Originally Posted by bushveld
Yes, the blacking is excellent and the engraving work is also and how clean his workshop is. Only a very very few people (like Churchill trained Kirk Merrington) know how to invisibly sleeve a shotgun barrel by soft soldering and hence the TiG process is a great aid and joint hidder. I have had my hand at soft soldering sleeving and know how difficult it is, and know that I am not an expert at it and will not be, and as a result know how to see and where to look for the sleeving lines faint or not.


If you want to see the sleeving lines across the barrels stop the video at 13:06 and look at the line that crosses through the letter "N" of the engraved word "LONDON"---(13 minutes and 6 seconds) and you can also see it by stopping the video a 12:55 and looking at the letter "N". It is faint but outside in the sunlight it will glow.

The worse of all visible sleeving line work that I have ever seen was the done by Westley Richards when they were learning how to do sleeve barrels, or whoever was doing it for them.

In his day Malcolm Cruxton of Price St. Birmingham did excellent invisible soft soldered sleeving and I remember Malcolm telling me how other gunsmiths would visit his shop to watch him and learn the technique. Now in his 80's he continues gunsmithing at his home shop after the Price St. premises were demolished by the city of Birmingham.

Kind Regards
Stephen Howell

Steve,
Even the best can’t hide the line all the time. There is a guy who’s local to me that has a Smythe BLE that Kirk sleeved at the height of his USA work, undoubtedly when he was doing his best work….and the sleeve line is clearly visible, the work is of course excellent (barrel striking , profiling, etc), another friend had a Blanch SLNE that Kirk sleeved a decade or so ago, the line was clearly visible on it too, in fact, it took copious amount of blacking cycles to try to blend and hide it, I’m talking 20+ cycles.
Have you ever seen the sleeving work of Nick Mackinson? He worked for Wilds in Birmingham and his job was doing the machining on the back ends & tubes for sleeving. His sleeve work I’ve see is pretty damn good too. Unfortunately, even some of his stuff isn’t “invisible”. John Fosters work was the same. The only truly “invisible sleeving I’ve seen that is consistently invisible is the tig welded jobs coming out in the last few years. Pretty amazing stuff.
Who does that here in the states? 1 maybe 2 guys I’d guess.

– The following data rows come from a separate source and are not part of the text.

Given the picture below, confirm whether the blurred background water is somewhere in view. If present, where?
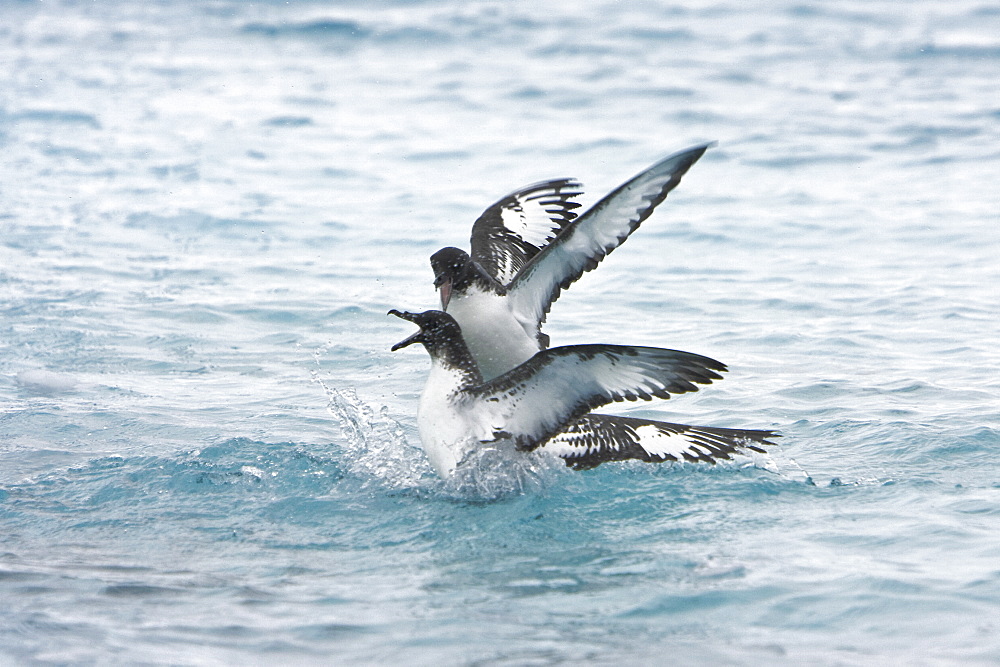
[0,0,1000,665]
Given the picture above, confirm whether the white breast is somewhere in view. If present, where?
[448,288,539,380]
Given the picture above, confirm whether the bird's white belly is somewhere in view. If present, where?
[448,292,539,381]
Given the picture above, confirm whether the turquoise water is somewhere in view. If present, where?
[0,0,1000,665]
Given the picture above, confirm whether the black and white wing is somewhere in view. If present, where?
[471,178,583,285]
[507,142,714,336]
[539,413,780,470]
[467,345,726,450]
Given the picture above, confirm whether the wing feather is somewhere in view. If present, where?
[468,345,726,449]
[508,142,714,336]
[539,413,780,470]
[471,178,583,285]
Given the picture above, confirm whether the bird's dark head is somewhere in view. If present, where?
[431,248,472,308]
[389,310,462,356]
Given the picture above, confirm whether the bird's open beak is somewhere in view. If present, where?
[388,308,423,352]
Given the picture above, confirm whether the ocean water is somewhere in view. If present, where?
[0,0,1000,665]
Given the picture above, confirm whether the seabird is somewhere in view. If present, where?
[389,310,771,478]
[431,142,714,380]
[418,142,777,468]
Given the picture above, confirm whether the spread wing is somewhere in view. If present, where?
[472,178,583,285]
[468,345,726,449]
[539,413,780,470]
[507,142,714,336]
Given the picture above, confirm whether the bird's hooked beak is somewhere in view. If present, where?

Several points of yours I’m in 100% agreement, WR sleeved guns can be absolutely atrocious. Especially when marked on the outside of the barrels. Yuck.
TIG welding for sleeving was a huge leap forward.
I think what also gets left out of the conversation is the striking and profiling of the finished tubes. That is by far probably the most aesthetically important part of the job. Having that correct profile is hard to do, takes talent, skill, trained hands and eyes, and takes hours to accomplish. I wish the video would’ve shown some of that work too.
I think the young fella did a pretty fine job.